"Raz liberał, raz turbo liberał, potem lewak, komunista". Morawiecki o Trzaskowskim
Panie Rafale, niech pan odbędzie debatę najpierw sam ze sobą, trzeba uzgodnić poglądy, bo rano ma pan inne niż wieczorem - stwierdził premier Mateusz Morawiecki podczas spotkania wyborczego w Bytowie, zwracając się do kandydata KO na prezydenta Rafała Trzaskowskiego.
- Dzisiaj mówi się sporo o debacie: debata taka, debata siaka. Wiadomo, że pan Trzaskowski chce debaty pod osłoną swoich mediów, większości zresztą mediów, które mu sprzyjają - oświadczył premier.
- Ja mam propozycję do pana Trzaskowskiego: panie Rafale, niech pan odbędzie tę debatę najpierw sam ze sobą. Trzeba uzgodnić poglądy ze sobą, bo rano ma pan inne niż wieczorem - dodał Morawiecki.
ZOBACZ: Wybory 2020. Najnowszy sondaż IBRiS
Premier ocenił, że kandydat KO "często zmienia swoje poglądy". - To nie jest tak, że w nim raz górę bierze liberał, turbo liberał, potem lewak, komunista jakiś, bo to też jest jego natura częściowo, a potem znowu konserwatysta, potem znowu jakiś demokrata czy inny.
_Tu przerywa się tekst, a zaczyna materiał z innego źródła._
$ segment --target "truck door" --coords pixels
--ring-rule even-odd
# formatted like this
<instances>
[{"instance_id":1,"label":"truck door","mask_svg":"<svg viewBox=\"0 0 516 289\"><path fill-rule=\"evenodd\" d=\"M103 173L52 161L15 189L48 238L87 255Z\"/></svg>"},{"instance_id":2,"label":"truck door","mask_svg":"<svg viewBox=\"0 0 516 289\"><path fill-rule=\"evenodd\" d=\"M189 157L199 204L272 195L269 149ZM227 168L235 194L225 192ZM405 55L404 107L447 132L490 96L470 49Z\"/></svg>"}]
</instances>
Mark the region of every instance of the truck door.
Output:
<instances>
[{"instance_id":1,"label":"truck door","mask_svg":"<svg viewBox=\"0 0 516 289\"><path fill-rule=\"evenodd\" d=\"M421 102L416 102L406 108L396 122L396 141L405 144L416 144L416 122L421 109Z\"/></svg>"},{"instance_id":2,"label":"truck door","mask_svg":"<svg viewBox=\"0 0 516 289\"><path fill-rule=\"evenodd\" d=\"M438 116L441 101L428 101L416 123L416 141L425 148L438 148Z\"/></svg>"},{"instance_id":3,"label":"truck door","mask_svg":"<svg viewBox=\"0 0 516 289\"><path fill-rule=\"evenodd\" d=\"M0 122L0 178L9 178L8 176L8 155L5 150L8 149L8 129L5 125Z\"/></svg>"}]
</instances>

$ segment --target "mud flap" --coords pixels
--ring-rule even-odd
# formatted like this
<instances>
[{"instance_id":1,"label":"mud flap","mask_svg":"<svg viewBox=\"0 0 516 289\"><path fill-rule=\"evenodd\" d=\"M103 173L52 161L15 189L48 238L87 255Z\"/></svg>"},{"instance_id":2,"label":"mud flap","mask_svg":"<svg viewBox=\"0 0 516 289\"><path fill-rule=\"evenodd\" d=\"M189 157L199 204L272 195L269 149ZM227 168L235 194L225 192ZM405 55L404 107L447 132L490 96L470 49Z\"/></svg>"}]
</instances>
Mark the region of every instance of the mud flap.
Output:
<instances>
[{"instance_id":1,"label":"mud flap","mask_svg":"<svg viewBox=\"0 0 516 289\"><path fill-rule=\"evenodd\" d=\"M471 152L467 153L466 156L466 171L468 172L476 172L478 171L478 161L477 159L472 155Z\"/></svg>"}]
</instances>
Nie, zasada jest dużo prostsza - raz w górę w nim bierze pan Tusk, raz pan Giertych, raz pan Rostowski, raz pan Balcerowicz - to są jego idole, to są jego przyjaciele - przekonywał szef rządu.
Co z debatą prezydencką?
Sztaby obu kandydatów startujących w drugiej turze wyborów, zaplanowanej na 12 lipca, nie porozumiały się dotąd co do formuły debaty, w której Andrzej Duda i Rafał Trzaskowski zgodziliby się wziąć udział.
Sztabowcy prezydenta Andrzeja Dudy zapowiadają jego udział w debacie organizowanej przez TVP w Końskich, w której nie chce wziąć udziału Trzaskowski.
ZOBACZ: "Nie będę na wiecu Dudy". Trzaskowski o debacie wyborczej TVP w Końskich
Wcześniej urzędujący prezydent odrzucił propozycję udziału w debacie, którą w miniony czwartek miały zorganizować TVN, Onet i WP.
Z kolei Rafał Trzaskowski zaprosił prezydenta Andrzeja Dudę na debatę organizowaną w poniedziałek w Lesznie. Sztab PiS ocenił tę propozycję jako "niepoważną".